Alors que le célèbre Bois de Hal attire les foules chaque printemps, un spectacle tout aussi féerique se joue en toute discrétion aux portes de Bruxelles. Véritable poumon vert de plus de 4.000 hectares, la Forêt de Soignes abrite des sentiers uniques où les tapis de jacinthes sauvages parent les sous-bois d’un bleu sublime. Mais ce massif millénaire, classé à l’UNESCO, dévoile de nombreux secrets supplémentaires. Entre ses majestueuses « hêtraies cathédrales » et ses sites historiques comme le Rouge-Cloître, Soignes cache un patrimoine architectural et botanique exceptionnel. Une immersion absolue dans l’histoire et la nature souveraine bruxelloise.
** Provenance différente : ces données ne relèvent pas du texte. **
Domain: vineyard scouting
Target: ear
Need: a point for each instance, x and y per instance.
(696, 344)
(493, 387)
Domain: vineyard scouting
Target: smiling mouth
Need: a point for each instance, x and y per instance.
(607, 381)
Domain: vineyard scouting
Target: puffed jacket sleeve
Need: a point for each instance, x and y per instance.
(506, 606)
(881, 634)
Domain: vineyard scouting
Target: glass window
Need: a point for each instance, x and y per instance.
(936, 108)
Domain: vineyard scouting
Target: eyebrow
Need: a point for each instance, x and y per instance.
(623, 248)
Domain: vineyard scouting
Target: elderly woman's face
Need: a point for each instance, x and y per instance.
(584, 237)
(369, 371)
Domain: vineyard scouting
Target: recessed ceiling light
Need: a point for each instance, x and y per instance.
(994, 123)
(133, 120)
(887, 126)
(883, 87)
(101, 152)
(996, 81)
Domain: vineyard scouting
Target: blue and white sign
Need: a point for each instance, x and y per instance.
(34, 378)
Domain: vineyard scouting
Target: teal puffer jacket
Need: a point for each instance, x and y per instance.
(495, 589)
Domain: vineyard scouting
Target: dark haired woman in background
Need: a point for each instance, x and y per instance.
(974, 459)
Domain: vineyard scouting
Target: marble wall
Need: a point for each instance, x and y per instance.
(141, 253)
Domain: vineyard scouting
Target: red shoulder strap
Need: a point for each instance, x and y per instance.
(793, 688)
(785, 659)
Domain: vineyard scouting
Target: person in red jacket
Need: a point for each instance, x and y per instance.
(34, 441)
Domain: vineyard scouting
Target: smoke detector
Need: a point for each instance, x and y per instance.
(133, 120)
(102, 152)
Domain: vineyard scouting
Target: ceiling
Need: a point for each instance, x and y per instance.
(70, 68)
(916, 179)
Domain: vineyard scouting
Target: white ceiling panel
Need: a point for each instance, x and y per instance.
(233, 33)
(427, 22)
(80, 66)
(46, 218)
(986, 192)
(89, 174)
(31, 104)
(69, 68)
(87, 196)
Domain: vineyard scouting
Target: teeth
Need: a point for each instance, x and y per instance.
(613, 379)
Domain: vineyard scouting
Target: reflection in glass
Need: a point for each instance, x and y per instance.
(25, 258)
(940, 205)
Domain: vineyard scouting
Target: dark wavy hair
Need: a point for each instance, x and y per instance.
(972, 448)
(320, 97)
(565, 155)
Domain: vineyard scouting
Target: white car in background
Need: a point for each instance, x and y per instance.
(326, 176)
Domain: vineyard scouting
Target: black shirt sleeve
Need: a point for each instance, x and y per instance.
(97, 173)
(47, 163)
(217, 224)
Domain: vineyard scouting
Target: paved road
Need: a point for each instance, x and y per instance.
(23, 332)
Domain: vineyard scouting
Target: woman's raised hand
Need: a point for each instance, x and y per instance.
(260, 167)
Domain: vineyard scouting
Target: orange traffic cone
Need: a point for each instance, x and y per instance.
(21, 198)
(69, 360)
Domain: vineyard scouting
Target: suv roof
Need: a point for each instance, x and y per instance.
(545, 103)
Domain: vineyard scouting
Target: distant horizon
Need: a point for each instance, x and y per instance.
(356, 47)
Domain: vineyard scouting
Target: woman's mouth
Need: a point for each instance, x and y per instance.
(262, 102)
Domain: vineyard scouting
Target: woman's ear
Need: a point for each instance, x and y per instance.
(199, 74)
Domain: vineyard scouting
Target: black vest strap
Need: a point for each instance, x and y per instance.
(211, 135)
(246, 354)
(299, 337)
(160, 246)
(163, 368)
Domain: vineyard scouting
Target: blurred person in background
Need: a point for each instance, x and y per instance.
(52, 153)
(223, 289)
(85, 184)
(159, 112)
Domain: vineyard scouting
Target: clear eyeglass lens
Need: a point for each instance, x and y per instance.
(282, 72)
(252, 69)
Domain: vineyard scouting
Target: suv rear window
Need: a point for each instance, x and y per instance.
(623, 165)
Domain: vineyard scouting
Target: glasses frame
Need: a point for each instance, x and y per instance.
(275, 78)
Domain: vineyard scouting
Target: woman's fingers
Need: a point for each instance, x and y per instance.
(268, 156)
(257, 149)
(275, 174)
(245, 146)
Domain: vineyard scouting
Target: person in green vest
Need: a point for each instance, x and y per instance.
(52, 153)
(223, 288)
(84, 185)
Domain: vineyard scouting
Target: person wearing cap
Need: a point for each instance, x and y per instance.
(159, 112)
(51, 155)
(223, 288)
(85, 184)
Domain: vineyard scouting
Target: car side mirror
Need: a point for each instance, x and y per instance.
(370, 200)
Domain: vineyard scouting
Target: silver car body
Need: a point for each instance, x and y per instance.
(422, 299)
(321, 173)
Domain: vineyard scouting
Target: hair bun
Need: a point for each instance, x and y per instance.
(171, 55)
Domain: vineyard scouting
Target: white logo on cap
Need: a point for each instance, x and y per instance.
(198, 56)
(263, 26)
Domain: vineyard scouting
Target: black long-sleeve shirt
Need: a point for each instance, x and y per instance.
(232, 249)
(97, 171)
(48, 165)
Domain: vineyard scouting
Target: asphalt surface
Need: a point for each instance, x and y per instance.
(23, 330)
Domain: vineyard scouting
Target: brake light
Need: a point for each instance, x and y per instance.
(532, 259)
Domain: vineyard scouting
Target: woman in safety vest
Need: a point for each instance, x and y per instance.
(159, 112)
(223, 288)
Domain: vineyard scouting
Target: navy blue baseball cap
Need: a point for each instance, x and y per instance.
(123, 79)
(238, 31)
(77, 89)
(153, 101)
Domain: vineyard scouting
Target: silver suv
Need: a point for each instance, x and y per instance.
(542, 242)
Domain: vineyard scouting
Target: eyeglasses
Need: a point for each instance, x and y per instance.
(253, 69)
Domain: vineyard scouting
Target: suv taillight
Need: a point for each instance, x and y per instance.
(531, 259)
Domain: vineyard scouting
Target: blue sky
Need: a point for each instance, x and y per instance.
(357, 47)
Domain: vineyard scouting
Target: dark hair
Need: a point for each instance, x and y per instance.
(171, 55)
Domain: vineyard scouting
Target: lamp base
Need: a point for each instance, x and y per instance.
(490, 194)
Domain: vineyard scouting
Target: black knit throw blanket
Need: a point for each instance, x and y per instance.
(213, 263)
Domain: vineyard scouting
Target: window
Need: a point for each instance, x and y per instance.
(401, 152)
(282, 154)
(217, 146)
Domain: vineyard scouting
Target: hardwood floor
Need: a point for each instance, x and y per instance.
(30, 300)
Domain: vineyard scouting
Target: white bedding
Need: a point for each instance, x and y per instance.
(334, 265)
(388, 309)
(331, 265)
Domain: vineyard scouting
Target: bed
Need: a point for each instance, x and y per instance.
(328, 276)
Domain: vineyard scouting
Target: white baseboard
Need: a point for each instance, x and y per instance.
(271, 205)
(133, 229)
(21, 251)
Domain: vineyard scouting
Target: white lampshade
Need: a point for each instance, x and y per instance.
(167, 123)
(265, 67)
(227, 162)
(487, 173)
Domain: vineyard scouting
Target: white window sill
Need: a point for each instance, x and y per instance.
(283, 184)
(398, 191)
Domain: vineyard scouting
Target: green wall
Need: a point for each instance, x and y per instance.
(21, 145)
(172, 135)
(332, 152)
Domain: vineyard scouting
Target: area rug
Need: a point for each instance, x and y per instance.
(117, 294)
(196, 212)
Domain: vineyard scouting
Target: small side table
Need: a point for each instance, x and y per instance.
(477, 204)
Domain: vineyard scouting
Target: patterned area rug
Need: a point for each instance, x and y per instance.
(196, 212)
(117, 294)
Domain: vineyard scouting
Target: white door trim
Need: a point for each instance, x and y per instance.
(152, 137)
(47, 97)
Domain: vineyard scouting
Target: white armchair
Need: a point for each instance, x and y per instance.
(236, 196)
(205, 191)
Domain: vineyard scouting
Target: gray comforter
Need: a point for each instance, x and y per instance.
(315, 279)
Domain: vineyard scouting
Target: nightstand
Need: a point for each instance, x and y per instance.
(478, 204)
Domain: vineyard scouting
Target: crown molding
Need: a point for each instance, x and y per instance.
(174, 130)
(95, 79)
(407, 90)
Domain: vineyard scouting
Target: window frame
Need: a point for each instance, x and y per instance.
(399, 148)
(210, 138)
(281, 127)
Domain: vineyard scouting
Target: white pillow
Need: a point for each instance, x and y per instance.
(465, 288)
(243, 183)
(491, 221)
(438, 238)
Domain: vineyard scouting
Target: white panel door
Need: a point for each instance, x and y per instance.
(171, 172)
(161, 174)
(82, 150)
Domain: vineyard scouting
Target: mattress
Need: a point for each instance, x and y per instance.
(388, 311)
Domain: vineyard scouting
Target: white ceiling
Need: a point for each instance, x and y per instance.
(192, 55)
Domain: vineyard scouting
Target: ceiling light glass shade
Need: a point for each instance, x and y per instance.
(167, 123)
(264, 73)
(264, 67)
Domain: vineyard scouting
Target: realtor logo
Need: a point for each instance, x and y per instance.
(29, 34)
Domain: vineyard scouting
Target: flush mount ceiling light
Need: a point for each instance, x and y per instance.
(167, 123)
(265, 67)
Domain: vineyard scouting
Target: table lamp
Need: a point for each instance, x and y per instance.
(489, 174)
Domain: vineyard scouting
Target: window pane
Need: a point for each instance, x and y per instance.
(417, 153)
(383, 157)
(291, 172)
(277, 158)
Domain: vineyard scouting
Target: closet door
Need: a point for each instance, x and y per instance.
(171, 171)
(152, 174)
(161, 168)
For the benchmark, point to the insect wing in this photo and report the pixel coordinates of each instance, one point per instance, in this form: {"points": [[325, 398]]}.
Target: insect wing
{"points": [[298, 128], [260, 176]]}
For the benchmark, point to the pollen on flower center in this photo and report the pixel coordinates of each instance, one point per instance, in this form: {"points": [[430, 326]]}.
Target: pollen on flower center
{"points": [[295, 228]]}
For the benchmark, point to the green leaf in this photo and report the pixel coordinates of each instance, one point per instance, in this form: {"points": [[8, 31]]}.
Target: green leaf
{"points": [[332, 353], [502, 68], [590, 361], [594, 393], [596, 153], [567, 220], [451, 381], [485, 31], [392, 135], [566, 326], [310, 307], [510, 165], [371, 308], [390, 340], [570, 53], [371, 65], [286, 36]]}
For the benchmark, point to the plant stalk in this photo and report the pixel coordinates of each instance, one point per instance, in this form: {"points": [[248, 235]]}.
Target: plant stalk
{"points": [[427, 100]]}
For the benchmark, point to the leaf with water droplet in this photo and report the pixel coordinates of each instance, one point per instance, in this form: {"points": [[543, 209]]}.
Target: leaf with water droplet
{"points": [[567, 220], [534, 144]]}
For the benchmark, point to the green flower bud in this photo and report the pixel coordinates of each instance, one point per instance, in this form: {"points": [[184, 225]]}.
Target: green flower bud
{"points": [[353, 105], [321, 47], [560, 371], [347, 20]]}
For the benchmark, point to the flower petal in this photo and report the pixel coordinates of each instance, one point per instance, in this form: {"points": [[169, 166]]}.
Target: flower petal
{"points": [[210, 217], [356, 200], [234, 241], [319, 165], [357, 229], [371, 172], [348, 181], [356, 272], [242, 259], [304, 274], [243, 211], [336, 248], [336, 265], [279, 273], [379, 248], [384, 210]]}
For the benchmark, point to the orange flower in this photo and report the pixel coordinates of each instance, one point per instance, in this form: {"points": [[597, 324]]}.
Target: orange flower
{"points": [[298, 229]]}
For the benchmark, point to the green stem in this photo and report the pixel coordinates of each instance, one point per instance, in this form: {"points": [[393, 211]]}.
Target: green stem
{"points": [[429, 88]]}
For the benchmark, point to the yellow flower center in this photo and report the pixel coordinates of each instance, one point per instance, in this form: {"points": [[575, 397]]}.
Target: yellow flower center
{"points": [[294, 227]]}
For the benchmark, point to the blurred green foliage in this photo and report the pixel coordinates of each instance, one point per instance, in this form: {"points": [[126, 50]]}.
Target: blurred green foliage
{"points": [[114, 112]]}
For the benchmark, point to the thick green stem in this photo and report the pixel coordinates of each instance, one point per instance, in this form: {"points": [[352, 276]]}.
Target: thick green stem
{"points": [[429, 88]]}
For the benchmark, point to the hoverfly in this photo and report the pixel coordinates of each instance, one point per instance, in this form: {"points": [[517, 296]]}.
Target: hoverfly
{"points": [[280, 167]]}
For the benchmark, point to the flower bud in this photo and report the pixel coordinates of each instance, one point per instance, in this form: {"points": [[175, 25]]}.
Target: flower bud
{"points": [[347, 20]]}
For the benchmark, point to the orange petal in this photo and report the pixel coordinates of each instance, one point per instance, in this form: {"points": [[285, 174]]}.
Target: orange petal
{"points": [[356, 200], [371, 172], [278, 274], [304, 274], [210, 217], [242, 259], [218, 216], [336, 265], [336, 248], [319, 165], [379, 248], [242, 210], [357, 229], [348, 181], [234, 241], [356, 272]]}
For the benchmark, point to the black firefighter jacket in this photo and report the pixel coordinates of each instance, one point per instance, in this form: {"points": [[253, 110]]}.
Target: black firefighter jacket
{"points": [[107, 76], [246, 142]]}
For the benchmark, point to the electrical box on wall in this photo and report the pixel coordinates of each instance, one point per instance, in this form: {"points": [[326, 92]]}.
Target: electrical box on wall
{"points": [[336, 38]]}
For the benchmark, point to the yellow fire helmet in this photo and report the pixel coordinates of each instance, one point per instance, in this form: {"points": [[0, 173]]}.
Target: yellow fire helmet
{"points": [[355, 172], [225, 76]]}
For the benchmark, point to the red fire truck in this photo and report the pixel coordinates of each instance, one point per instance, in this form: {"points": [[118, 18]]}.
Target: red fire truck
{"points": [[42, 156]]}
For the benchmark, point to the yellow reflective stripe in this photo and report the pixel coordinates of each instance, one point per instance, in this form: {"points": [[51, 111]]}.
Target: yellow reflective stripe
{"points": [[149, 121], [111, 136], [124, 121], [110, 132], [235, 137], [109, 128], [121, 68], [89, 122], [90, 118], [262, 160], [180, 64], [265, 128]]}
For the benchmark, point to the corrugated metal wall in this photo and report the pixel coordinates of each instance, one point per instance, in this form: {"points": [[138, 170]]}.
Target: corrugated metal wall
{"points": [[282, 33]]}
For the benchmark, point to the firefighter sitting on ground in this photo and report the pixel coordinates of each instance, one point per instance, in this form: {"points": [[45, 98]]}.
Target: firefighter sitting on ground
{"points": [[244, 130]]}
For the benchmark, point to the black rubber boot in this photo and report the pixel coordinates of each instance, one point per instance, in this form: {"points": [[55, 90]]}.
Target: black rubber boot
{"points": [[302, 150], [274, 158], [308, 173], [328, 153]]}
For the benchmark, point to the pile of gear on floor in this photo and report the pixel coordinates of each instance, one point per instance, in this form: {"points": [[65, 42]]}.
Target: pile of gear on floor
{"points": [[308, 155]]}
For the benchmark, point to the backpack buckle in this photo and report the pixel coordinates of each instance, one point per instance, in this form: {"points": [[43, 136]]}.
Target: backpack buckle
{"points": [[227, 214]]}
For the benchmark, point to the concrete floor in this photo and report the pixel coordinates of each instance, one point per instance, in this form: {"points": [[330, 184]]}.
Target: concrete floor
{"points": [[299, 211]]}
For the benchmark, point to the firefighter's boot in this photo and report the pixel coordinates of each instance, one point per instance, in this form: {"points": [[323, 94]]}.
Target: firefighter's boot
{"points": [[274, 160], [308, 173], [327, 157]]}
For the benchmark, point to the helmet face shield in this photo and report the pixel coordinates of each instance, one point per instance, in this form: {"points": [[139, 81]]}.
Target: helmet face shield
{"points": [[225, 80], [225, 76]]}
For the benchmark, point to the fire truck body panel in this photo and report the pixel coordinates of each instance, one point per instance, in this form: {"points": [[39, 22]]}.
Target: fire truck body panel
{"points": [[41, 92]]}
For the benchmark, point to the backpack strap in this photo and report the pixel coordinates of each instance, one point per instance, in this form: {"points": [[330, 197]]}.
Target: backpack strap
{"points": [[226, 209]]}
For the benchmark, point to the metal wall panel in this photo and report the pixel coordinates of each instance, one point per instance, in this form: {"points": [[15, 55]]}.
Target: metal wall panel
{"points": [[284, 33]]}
De l’histoire millénaire au tapis de jacinthes : l’éveil printanier de la Forêt de Soignes
Espace vert le plus ancien du pays, la Forêt de Soignes s’ancre dans le paysage bruxellois depuis des millénaires. Ce massif de 4.400 hectares, dont une partie est classée au patrimoine mondial de l’UNESCO, se distingue par ses « hêtraies cathédrales ». Composée à 65 % de hêtres issus de plantations séculaires, elle offre un ensemble naturel totalement préservé. Répertoriée Natura 2000, la forêt s’étend sur les trois régions du pays, dont 1 665 hectares rien qu’en région bruxelloise.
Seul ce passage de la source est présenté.